During the virtual machine creation process, once the compute host has been selected, Nova begins the build process on that host. This involves several steps, including initiating the QEMU process and creating a TAP interface on the host. At this point, Nova places the virtual machine in a paused state, awaiting an event (or signal) from Neutron to indicate that the network for that particular virtual machine is ready. The process to receive this event from Neutron can be time-consuming, due to the following sequence of events:

  1. The Neutron agent on the compute host responsible for building network and informing Nova sends a message via RPC to the Neutron server.

  2. The Neutron server, in turn, communicates this with Nova api through a REST API.

  3. Finally, the Nova api informs the compute host related of the event via another RPC message.

That whole process is using event callback API introduced for icehouse, and the events related network-vif-plugged, network-vif-failed.

Considering the difficulty identified for Neutron to inform Nova in time we have decided to focus ourself on putting less activity on it.

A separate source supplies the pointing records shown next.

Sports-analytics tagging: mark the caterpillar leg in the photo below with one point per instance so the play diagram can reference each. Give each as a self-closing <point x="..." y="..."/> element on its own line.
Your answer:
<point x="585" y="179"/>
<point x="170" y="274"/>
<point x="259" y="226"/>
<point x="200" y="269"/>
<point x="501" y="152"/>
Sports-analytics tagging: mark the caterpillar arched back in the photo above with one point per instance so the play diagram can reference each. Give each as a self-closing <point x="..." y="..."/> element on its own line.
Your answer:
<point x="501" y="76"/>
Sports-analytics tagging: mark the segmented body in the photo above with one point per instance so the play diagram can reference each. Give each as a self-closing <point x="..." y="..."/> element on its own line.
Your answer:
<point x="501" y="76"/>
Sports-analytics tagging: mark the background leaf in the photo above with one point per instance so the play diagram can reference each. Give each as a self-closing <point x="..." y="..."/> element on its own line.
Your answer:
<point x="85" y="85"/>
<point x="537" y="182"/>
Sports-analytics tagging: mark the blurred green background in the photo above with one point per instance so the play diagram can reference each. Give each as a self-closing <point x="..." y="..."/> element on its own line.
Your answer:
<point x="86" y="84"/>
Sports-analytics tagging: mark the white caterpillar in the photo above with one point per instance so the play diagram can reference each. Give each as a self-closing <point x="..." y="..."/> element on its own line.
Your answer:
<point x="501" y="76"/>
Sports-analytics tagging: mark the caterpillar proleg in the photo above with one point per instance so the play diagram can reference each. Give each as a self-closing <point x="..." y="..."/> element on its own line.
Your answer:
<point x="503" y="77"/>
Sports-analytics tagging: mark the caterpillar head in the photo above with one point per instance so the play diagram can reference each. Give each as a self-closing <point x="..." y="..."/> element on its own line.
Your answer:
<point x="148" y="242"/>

Reducing Nova requests on Neutron

For each virtual machines Nova continuously requests Neutron to refresh its networking cache. Initially, this mechanism is designed to reduce the number of API requests that Nova makes to Neutron. However, the default interval for this periodic task refresh is set to 60 seconds and in a heavily-loaded environment with thousands of virtual machines, this leads to a substantial number of cache refresh requests for any given virtual machine.

[DEFAULT]
heal_instance_info_cache = 600

The networking driver in use is quite stable. According to some discussions within the community, it was safe to adjust the refresh interval to 600 seconds. It could have even been possible to disable this feature entirely.

Note

When you restart the Nova Compute service, the healing process is reset and starts over. This can be particularly problematic in environments where the Nova Compute service is restarted frequently.

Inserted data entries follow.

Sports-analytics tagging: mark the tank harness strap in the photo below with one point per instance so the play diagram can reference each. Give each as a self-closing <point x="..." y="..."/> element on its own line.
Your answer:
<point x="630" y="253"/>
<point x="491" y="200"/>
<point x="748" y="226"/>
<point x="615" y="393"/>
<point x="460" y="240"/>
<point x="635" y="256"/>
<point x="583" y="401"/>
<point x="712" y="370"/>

Increasing RPC workers for Neutron

We have also decided to significantly increase the value for rpc_workers. Given that RPC operations are designed to be I/O-bound, we considered that exceeding the number of available cores on our hosts by a factor of two would be both conservative and safe.

[DEFAULT]
rpc_workers = 20

Increasing Neutron max_pool_size

We have made a deliberate change to extend the max_pool_size value from 1 to 60 in the Neutron database settings. This adjustment is logical, given that we have increased the number of workers and can anticipate these workers making use of the database.

[database]
max_pool_size = 60

Deferring flows deletion

We have observed that the Neutron agents in our OpenStack environment experience delays when deleting network flows as part of the virtual machine termination process. This operation is blocking in nature, causing the agent to become unresponsive to any other tasks until the flow deletion is completed.

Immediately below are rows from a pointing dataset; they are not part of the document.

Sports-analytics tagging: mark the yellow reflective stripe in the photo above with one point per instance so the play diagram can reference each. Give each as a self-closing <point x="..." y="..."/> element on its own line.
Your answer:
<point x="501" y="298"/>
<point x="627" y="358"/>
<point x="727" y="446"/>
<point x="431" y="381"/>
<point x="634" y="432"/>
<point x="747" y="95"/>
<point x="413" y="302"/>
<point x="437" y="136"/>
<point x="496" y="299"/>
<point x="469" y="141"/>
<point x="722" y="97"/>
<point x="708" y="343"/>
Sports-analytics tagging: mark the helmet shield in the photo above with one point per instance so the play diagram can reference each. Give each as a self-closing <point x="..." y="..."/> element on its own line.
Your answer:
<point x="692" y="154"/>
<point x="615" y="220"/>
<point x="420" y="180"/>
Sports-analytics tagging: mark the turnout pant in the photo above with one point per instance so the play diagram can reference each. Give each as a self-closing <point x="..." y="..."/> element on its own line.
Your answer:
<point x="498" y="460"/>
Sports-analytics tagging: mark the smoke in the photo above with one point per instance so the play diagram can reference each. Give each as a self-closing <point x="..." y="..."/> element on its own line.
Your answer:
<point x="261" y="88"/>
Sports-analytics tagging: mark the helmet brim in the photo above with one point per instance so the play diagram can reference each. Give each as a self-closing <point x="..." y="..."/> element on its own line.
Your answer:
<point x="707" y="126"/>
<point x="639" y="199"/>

We decided to deploy the change OpenDev Review #843253, aims to mitigate this issue. This change is offloading the flow deletion task to a separate thread, freeing the main thread to continue with other operations.

  # will not match with the ip flow's cookie so OVS won't actually
  # delete the flow
  flow['cookie'] = ovs_lib.COOKIE_ANY
+ self._delete_flows(deferred=False, **flow)
- self._delete_flows(**flow)

Improvements after deploying

Finally, after deploying those changes, we have noticed a considerable improvement in stability and success rate for virtual machine creation. The latency involved in creating virtual machines is now stable, requiring only a reasonable amount of time to transition them to an active state.